I had met with a midwife once early on, and although I cancelled this month's appointment with her, I got in touch with her because it was important for me to hear her perspective and her thoughts on miscarriage.  I thought, and I was right, that she might offer a somewhat more holistic sense of what might be happening in me.  And when I talked to her on the day before the D&C and she said to me, "You’ll always remember the due date.  You’ll always get a little pang."  She reminded me that might keep feeling it in different ways.

A congregation member whose sister died this past summer asked for prayer this week as she and others encounter new levels of grief now, these many months after the death.  I can’t really equate the loss of this pregnancy to the death of a beloved wife and sister.  But in terms of the way grief lingers and presents itself in nuanced ways, perhaps there is a correlation.  That pang will return and I will feel it in different ways when I remember the loss of this one-that-almost-was, this dream of someone to be.
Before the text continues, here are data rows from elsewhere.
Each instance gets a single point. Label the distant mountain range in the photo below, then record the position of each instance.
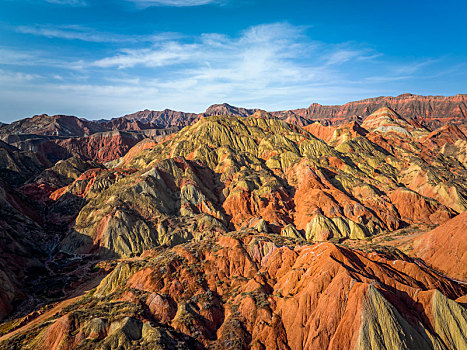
(430, 111)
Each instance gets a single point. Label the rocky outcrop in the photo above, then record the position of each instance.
(161, 119)
(432, 111)
(257, 291)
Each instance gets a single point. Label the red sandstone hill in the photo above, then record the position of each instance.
(58, 125)
(432, 111)
(233, 233)
(445, 247)
(161, 119)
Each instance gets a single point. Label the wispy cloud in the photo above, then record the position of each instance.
(175, 3)
(76, 32)
(271, 66)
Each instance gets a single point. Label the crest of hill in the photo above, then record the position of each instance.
(445, 247)
(226, 109)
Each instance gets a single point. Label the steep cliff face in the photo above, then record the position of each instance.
(57, 125)
(260, 172)
(433, 111)
(236, 232)
(161, 119)
(445, 247)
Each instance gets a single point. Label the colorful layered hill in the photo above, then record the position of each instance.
(238, 232)
(432, 111)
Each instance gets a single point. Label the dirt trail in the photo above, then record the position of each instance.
(74, 297)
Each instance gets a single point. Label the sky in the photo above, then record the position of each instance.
(106, 58)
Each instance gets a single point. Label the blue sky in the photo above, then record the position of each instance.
(102, 59)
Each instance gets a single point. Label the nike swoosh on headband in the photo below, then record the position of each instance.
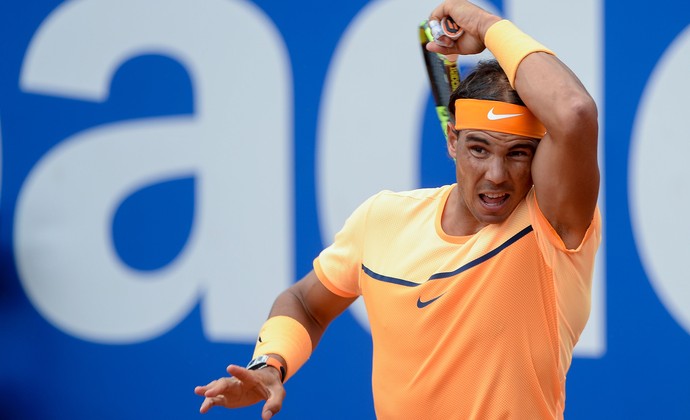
(493, 117)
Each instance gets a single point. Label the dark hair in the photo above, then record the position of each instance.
(487, 81)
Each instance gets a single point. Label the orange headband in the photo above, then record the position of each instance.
(497, 116)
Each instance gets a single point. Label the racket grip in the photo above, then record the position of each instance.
(446, 32)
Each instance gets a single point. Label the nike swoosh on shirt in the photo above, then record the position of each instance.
(493, 117)
(421, 304)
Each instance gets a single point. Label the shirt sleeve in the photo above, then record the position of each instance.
(339, 265)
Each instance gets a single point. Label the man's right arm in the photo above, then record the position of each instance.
(308, 302)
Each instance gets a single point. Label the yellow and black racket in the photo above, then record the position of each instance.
(444, 76)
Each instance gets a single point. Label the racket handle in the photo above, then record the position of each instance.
(446, 32)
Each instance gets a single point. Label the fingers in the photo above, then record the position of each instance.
(274, 403)
(438, 13)
(243, 375)
(211, 402)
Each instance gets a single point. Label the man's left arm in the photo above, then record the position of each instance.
(565, 169)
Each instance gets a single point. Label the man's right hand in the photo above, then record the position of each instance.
(244, 388)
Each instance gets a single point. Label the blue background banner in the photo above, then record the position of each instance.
(169, 166)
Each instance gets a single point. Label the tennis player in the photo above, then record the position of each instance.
(476, 292)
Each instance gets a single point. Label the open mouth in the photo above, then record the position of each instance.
(494, 200)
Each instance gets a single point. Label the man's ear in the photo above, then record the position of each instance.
(452, 139)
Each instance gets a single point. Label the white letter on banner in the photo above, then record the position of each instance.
(658, 176)
(243, 178)
(371, 115)
(574, 30)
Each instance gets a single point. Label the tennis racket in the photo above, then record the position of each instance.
(444, 76)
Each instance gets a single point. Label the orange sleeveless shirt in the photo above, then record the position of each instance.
(473, 327)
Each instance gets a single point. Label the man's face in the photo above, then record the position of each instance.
(493, 172)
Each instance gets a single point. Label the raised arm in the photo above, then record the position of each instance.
(565, 170)
(310, 304)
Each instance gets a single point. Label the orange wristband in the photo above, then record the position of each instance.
(287, 338)
(510, 46)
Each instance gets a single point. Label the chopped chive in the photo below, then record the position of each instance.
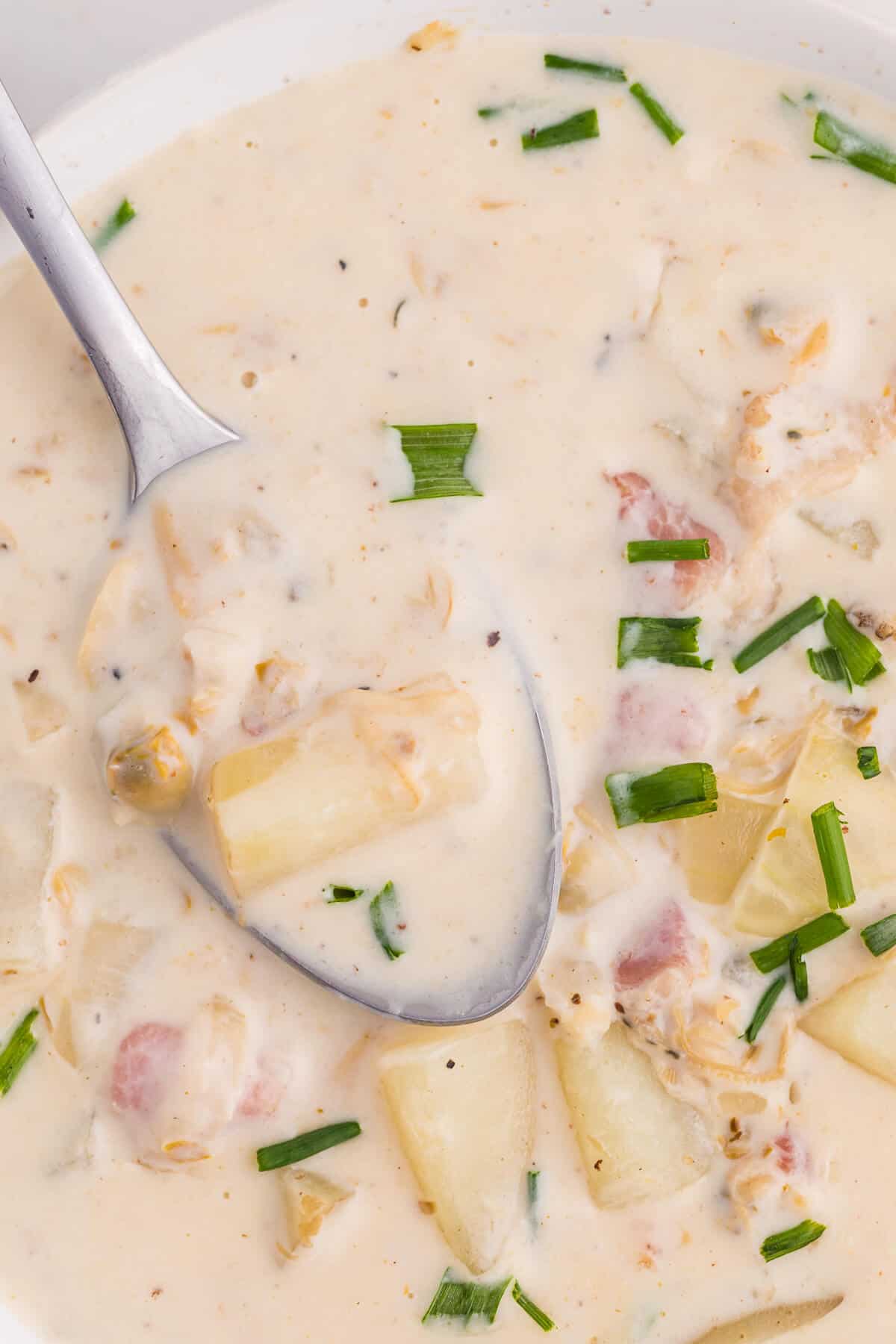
(855, 148)
(808, 937)
(657, 113)
(385, 912)
(340, 895)
(671, 638)
(458, 1298)
(880, 936)
(531, 1310)
(305, 1145)
(832, 853)
(595, 69)
(668, 794)
(763, 1008)
(868, 762)
(437, 455)
(687, 549)
(791, 1239)
(583, 125)
(18, 1051)
(862, 658)
(798, 972)
(114, 225)
(778, 633)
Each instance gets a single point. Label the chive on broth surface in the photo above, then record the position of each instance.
(638, 293)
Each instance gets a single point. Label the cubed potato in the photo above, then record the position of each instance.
(308, 1199)
(637, 1142)
(462, 1104)
(785, 885)
(30, 918)
(367, 764)
(770, 1323)
(859, 1021)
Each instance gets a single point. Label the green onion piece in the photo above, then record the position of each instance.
(798, 972)
(669, 794)
(458, 1298)
(18, 1051)
(793, 1239)
(780, 633)
(688, 549)
(583, 125)
(868, 762)
(114, 225)
(305, 1145)
(832, 853)
(437, 455)
(829, 665)
(862, 658)
(671, 638)
(586, 67)
(657, 113)
(763, 1008)
(882, 936)
(385, 913)
(855, 148)
(531, 1310)
(808, 937)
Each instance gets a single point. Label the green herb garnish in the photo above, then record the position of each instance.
(671, 638)
(808, 937)
(868, 762)
(763, 1008)
(880, 936)
(657, 113)
(383, 917)
(688, 549)
(852, 147)
(780, 633)
(114, 225)
(832, 853)
(595, 69)
(464, 1300)
(668, 794)
(583, 125)
(18, 1051)
(437, 455)
(862, 658)
(305, 1145)
(793, 1239)
(531, 1310)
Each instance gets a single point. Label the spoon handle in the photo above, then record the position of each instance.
(161, 423)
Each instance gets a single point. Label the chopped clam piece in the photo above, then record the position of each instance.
(637, 1142)
(367, 764)
(308, 1199)
(464, 1107)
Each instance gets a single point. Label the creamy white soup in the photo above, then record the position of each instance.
(635, 311)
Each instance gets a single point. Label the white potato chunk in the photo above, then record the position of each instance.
(30, 917)
(770, 1323)
(462, 1104)
(308, 1199)
(859, 1021)
(785, 885)
(367, 764)
(637, 1142)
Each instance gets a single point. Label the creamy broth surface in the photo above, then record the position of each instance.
(691, 340)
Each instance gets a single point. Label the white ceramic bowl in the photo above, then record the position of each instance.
(144, 109)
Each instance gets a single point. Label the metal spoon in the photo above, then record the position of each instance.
(163, 428)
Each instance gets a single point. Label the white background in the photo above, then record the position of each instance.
(55, 50)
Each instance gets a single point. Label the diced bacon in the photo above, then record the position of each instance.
(659, 947)
(655, 517)
(143, 1066)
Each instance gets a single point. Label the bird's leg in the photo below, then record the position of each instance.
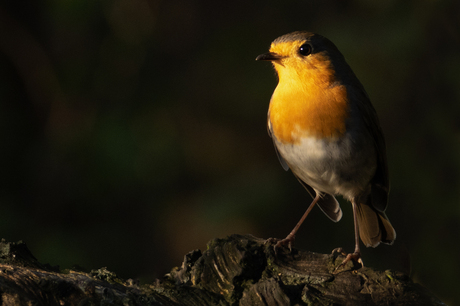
(356, 255)
(290, 238)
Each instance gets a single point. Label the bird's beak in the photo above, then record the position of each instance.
(270, 56)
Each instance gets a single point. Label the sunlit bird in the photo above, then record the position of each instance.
(326, 131)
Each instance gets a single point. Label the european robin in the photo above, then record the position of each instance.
(326, 131)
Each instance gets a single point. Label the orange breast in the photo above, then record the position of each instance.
(308, 110)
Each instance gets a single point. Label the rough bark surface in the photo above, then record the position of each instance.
(237, 270)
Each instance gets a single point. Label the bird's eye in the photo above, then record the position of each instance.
(305, 49)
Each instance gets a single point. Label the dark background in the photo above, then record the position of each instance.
(133, 131)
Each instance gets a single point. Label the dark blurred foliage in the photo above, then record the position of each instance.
(133, 131)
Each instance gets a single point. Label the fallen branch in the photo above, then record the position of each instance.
(237, 270)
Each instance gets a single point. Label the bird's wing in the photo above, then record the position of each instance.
(280, 158)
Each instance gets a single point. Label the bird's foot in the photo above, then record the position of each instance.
(355, 257)
(288, 241)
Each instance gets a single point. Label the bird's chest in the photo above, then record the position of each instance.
(317, 111)
(341, 165)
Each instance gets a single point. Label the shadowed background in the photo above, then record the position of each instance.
(133, 131)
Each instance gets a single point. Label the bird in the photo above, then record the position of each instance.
(326, 131)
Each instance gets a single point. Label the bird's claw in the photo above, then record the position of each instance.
(356, 257)
(281, 243)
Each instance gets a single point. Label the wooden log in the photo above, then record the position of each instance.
(237, 270)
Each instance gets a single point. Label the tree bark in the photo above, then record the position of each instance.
(237, 270)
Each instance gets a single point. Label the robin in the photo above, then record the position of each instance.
(326, 131)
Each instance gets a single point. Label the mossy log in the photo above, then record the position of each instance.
(237, 270)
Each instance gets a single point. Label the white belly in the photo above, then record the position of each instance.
(338, 166)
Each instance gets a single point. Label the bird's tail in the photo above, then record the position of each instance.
(374, 226)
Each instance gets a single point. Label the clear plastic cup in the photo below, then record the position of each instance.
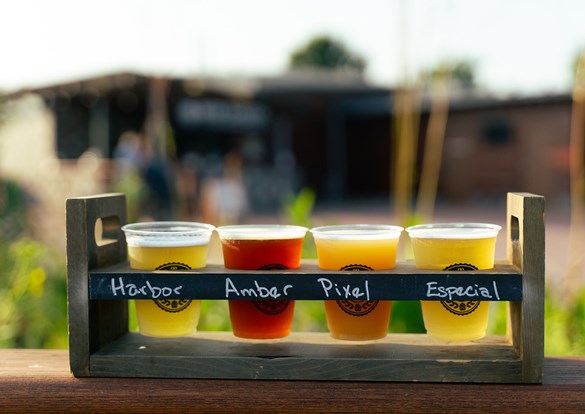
(261, 247)
(357, 247)
(455, 246)
(167, 245)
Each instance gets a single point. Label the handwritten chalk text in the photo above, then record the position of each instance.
(257, 291)
(472, 291)
(347, 291)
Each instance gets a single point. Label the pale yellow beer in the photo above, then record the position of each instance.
(167, 246)
(357, 247)
(454, 246)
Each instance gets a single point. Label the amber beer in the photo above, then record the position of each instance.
(167, 246)
(359, 247)
(455, 247)
(261, 247)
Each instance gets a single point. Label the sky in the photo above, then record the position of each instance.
(517, 46)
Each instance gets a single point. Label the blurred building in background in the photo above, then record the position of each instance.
(241, 145)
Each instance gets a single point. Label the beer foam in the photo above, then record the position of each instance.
(452, 231)
(168, 234)
(261, 232)
(357, 232)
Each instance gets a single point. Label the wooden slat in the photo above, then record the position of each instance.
(93, 323)
(40, 381)
(526, 237)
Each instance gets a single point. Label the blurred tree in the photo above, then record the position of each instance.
(460, 71)
(323, 52)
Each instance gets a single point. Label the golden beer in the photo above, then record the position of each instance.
(357, 248)
(167, 246)
(455, 246)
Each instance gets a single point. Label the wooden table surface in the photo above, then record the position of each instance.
(40, 381)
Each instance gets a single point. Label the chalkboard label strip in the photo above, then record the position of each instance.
(307, 284)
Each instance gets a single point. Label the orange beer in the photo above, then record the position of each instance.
(167, 246)
(261, 247)
(455, 246)
(356, 248)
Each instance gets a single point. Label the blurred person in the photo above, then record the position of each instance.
(224, 199)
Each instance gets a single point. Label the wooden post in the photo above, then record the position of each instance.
(525, 235)
(94, 240)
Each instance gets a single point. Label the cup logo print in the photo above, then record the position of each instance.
(173, 305)
(460, 308)
(357, 307)
(271, 307)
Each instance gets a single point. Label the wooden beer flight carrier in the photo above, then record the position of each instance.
(100, 283)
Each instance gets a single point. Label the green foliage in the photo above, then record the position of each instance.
(324, 52)
(564, 326)
(298, 210)
(460, 70)
(33, 293)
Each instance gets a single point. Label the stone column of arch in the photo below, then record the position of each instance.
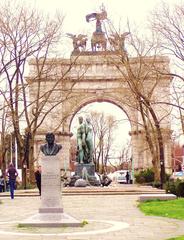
(99, 81)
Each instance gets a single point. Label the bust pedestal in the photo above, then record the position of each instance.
(51, 211)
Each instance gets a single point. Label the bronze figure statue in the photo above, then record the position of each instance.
(50, 148)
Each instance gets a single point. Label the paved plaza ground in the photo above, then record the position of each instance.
(109, 216)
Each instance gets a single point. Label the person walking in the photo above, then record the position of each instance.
(38, 179)
(127, 177)
(12, 174)
(2, 188)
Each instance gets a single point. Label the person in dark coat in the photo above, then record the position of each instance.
(38, 179)
(127, 177)
(12, 174)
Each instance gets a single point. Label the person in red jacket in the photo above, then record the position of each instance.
(12, 174)
(38, 179)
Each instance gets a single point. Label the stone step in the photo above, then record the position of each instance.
(91, 191)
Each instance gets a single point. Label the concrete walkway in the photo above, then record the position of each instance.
(109, 217)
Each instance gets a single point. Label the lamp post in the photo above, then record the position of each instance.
(182, 151)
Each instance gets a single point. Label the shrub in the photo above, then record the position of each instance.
(175, 187)
(145, 176)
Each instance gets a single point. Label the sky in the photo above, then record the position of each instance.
(118, 11)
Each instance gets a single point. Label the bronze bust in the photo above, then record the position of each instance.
(50, 148)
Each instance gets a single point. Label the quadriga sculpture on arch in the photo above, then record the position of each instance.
(98, 40)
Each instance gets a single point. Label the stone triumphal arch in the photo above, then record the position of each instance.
(91, 77)
(99, 74)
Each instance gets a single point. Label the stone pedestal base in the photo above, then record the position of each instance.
(51, 211)
(51, 220)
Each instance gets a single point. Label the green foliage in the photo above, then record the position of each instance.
(175, 187)
(167, 208)
(145, 176)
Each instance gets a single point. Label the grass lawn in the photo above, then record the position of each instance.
(170, 208)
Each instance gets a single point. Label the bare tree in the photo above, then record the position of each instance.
(167, 25)
(137, 68)
(27, 34)
(103, 128)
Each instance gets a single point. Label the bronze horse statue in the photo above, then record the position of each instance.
(98, 40)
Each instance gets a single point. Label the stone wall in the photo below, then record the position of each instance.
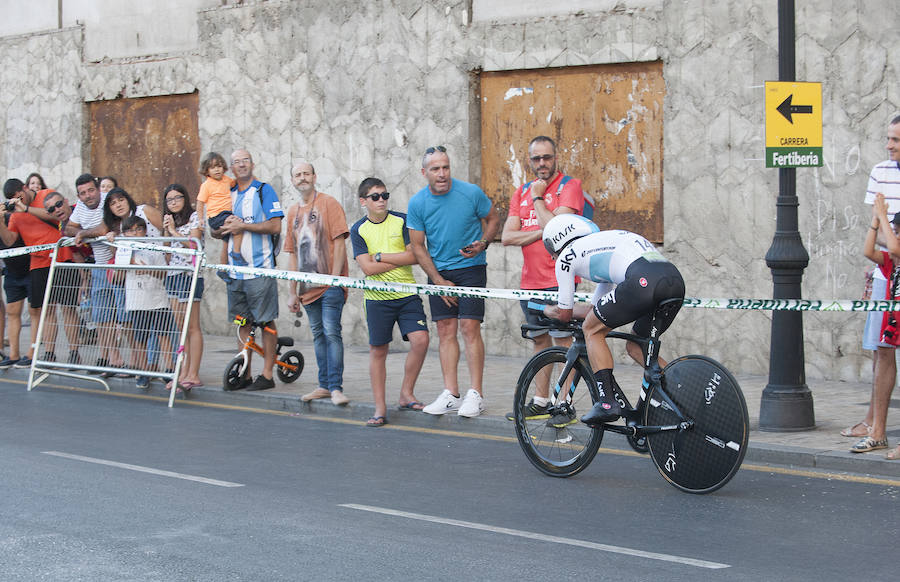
(363, 88)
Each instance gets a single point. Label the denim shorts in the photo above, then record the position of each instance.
(255, 298)
(381, 315)
(107, 299)
(466, 307)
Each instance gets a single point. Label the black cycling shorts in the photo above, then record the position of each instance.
(646, 285)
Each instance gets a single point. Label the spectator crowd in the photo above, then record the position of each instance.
(446, 231)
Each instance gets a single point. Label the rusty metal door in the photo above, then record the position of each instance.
(147, 144)
(607, 121)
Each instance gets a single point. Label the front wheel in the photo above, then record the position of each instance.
(554, 440)
(293, 366)
(704, 456)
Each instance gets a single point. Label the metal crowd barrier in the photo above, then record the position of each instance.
(116, 312)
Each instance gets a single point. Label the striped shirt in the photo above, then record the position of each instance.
(388, 236)
(885, 179)
(257, 249)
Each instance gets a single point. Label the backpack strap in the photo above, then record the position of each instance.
(276, 238)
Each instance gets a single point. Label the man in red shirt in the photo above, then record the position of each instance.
(530, 209)
(36, 226)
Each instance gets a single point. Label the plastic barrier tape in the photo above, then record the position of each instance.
(489, 293)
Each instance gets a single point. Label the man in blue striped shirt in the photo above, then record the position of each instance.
(257, 212)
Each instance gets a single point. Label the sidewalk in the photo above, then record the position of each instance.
(836, 404)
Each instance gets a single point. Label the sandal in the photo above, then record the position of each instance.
(867, 444)
(853, 432)
(376, 421)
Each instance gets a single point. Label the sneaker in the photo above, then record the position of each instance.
(532, 411)
(7, 363)
(316, 395)
(472, 405)
(444, 403)
(563, 417)
(338, 398)
(261, 383)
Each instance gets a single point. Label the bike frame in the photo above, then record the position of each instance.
(652, 379)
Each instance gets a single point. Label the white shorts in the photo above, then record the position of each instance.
(872, 333)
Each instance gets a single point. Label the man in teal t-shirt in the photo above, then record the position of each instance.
(458, 221)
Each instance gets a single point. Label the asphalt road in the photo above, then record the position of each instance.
(114, 488)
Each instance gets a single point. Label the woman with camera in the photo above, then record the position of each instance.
(885, 373)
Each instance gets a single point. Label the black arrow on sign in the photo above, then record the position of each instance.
(787, 109)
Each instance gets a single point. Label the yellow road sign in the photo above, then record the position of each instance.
(793, 124)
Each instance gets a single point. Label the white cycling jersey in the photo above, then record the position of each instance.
(602, 257)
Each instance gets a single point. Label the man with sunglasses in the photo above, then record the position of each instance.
(314, 243)
(29, 220)
(458, 220)
(531, 207)
(381, 247)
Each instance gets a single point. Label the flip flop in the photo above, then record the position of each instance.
(851, 431)
(868, 444)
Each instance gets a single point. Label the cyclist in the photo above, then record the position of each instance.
(633, 278)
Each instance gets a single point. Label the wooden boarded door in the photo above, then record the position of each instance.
(147, 144)
(607, 121)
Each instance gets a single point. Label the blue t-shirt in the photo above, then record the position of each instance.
(257, 249)
(450, 222)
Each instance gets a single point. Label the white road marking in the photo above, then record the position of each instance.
(144, 469)
(542, 537)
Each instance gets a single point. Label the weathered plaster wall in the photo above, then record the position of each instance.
(364, 88)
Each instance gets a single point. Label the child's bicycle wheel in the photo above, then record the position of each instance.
(233, 380)
(294, 359)
(555, 441)
(704, 457)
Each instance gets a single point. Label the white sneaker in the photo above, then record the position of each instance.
(444, 403)
(473, 404)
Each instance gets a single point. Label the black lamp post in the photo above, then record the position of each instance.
(787, 403)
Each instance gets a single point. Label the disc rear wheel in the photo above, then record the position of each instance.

The midwife also told me (it was almost the first thing she said), “It’s not your fault.”  I think it was after I heard that that I began to realize that even though I knew intellectually that there was nothing that I had done or not done that had caused the miscarriage, that I was feeling shame and guilt at the loss.  I have for so long conditioned myself to not be ashamed – not of who I am, not of what I feel, of my actions – that I am still somewhat incredulous that shame could be an emotion that I feel at all.  I feel shame that my body failed me, I feel shame that what I announced with joy and excitement turned out to be a lie, shame that there was indeed nothing I could have done to prevent this loss.

It may have been these feelings of shame that fueled the internal voice that asked, ‘Does this mean maybe that more kids just aren’t in the books?’  I tell myself that I don’t believe in signs, but on the other hand I was thinking, 'Maybe what we’ve said all along – that we’re just a one-kid family – is what we need to keep saying.'  I told myself, that maybe my body just doesn’t want to do this – can’t do it.  And maybe God doesn’t want us to do it either.

In the midst of all of this, in preparation for writing a sermon, I have been dwelling with the Luke 13 parable of the barren fig tree, the owner who wants to root it out and the gardener who asks for one more year to dig around it, add fertilizer, tending in with the hope of fruitfulness in the future.  The beauty of Jesus’ parables is how their meanings can have a depth that you never would have anticipated.  I need this parable this week.  I was hearing the voice of the fig tree’s owner in the shame of a failed and ended pregnancy and in all my questions and doubt.  I needed the voice of the gardener.  And I heard it, again from the mouth of my midwife, saying that perhaps I could understand this as a sign not of failure but of my body’s readiness.  My body has told me of its ability to be fertile and that it was only the timing that was not right.  The garden only needs to be further tended.

The pain is still pretty near the surface.  The doubt has not gone away.  Unearthing shame?  Way easier said than done.  However, having heard the gardener’s gentle challenge, I have an easier time understanding the grace that is offered by Jesus in this parable.  There still room and time and means for the tree to bear fruit.  I need to keep listening to that voice.